Starch and protein (N) disappearance rates (g/bird/day) were deduced from the following equation:
Nutrient disappearance rate(g/bird/day) =
feed intake(g/bird) × dietary nutrient(g/kg) × nutrient digestibility(apparent digestibility coefficient)
Ratios of starch to protein disappearance rates in the intestinal segments were calculated as this effectively cancels the potentially confounding influence of feed intake.

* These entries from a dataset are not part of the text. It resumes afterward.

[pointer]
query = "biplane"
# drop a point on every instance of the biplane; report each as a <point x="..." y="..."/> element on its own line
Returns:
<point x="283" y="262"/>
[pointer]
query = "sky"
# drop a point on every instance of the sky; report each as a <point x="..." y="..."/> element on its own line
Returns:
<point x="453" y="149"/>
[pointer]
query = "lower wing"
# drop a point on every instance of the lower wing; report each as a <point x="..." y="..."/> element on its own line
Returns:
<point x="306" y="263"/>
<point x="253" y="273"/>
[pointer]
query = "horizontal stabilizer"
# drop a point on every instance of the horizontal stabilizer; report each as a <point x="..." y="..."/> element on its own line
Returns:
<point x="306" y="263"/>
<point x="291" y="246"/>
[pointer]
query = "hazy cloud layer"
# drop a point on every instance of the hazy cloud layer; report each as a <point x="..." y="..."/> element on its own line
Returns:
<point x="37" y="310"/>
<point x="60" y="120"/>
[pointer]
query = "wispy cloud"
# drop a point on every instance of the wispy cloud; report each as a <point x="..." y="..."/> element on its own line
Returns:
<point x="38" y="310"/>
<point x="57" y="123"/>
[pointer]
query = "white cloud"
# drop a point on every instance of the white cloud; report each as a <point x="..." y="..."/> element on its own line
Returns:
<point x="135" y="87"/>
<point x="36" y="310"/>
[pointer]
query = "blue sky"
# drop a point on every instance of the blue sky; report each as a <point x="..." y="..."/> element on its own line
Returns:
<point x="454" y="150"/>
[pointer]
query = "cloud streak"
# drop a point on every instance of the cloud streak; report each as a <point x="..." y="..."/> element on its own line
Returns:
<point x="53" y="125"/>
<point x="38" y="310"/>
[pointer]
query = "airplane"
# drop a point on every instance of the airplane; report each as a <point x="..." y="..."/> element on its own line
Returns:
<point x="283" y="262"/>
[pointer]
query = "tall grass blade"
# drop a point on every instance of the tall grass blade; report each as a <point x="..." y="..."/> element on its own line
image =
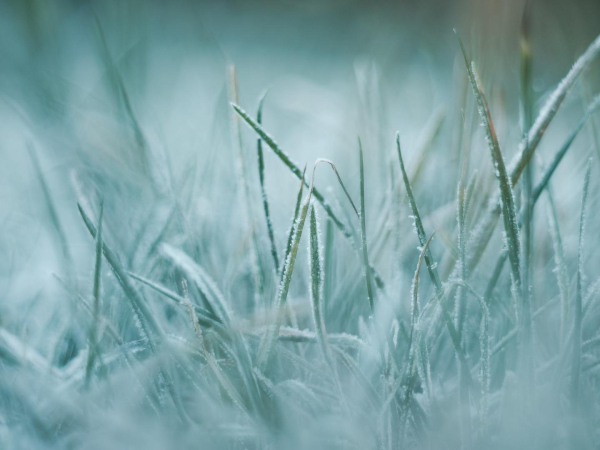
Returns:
<point x="96" y="295"/>
<point x="242" y="170"/>
<point x="261" y="178"/>
<point x="577" y="313"/>
<point x="52" y="213"/>
<point x="316" y="285"/>
<point x="344" y="229"/>
<point x="363" y="229"/>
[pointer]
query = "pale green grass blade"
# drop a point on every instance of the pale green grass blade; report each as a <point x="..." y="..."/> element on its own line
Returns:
<point x="52" y="213"/>
<point x="261" y="178"/>
<point x="123" y="96"/>
<point x="344" y="229"/>
<point x="206" y="318"/>
<point x="577" y="312"/>
<point x="203" y="281"/>
<point x="562" y="274"/>
<point x="363" y="230"/>
<point x="316" y="285"/>
<point x="420" y="230"/>
<point x="96" y="295"/>
<point x="288" y="247"/>
<point x="527" y="103"/>
<point x="268" y="343"/>
<point x="242" y="171"/>
<point x="484" y="230"/>
<point x="147" y="323"/>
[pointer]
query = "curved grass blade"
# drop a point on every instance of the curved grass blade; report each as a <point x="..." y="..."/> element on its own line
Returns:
<point x="296" y="171"/>
<point x="484" y="230"/>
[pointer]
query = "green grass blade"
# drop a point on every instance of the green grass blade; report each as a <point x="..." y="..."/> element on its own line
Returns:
<point x="268" y="343"/>
<point x="147" y="323"/>
<point x="203" y="281"/>
<point x="96" y="295"/>
<point x="431" y="267"/>
<point x="363" y="230"/>
<point x="577" y="313"/>
<point x="316" y="285"/>
<point x="261" y="178"/>
<point x="344" y="229"/>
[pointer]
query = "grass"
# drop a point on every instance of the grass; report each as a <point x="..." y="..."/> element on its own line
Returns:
<point x="180" y="314"/>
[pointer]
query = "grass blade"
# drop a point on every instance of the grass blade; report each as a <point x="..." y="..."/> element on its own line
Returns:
<point x="363" y="229"/>
<point x="96" y="295"/>
<point x="420" y="230"/>
<point x="316" y="285"/>
<point x="296" y="171"/>
<point x="577" y="313"/>
<point x="261" y="178"/>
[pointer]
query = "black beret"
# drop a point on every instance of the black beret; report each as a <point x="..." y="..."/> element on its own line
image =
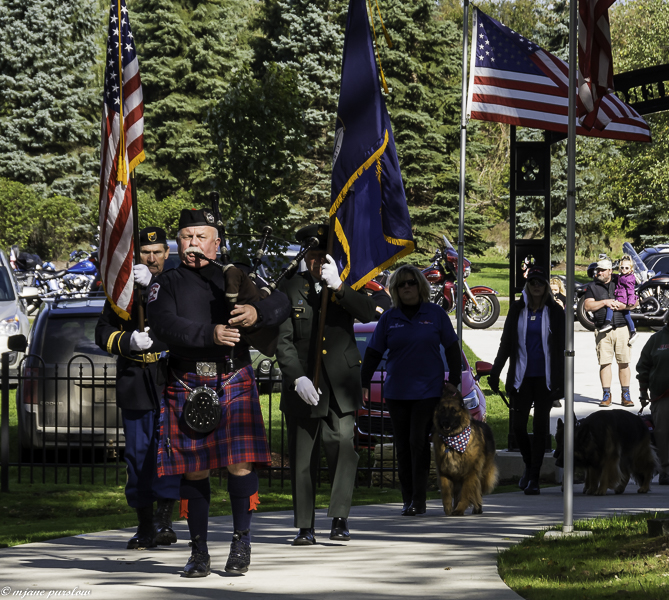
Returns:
<point x="152" y="235"/>
<point x="196" y="218"/>
<point x="317" y="231"/>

Experimental data were analysed using JMP® 9.0.0 (SAS Institute Inc. JMP Software. Cary, NC) and response surfaces were generated with R 3.0.3 software. The experimental units were replicate cage means and statistical procedures included univariate analyses of variance using the general linear models procedure, Pearson correlations and single and multiple linear regressions. A probability level of less than 5% was considered to be statistically significant. In model prediction, the non-significant coefficients were excluded which resulted in recalculation of their reduced equations for each response. When more than one models were significant, Akaike Information Criterion was used for model comparison and selection. Additionally, the response surface plots were constructed so that the effects from changing factor levels on the examined responses can be visualized. The feeding studies complied with specific guidelines approved by the Animal Ethics Committee of The University of Sydney.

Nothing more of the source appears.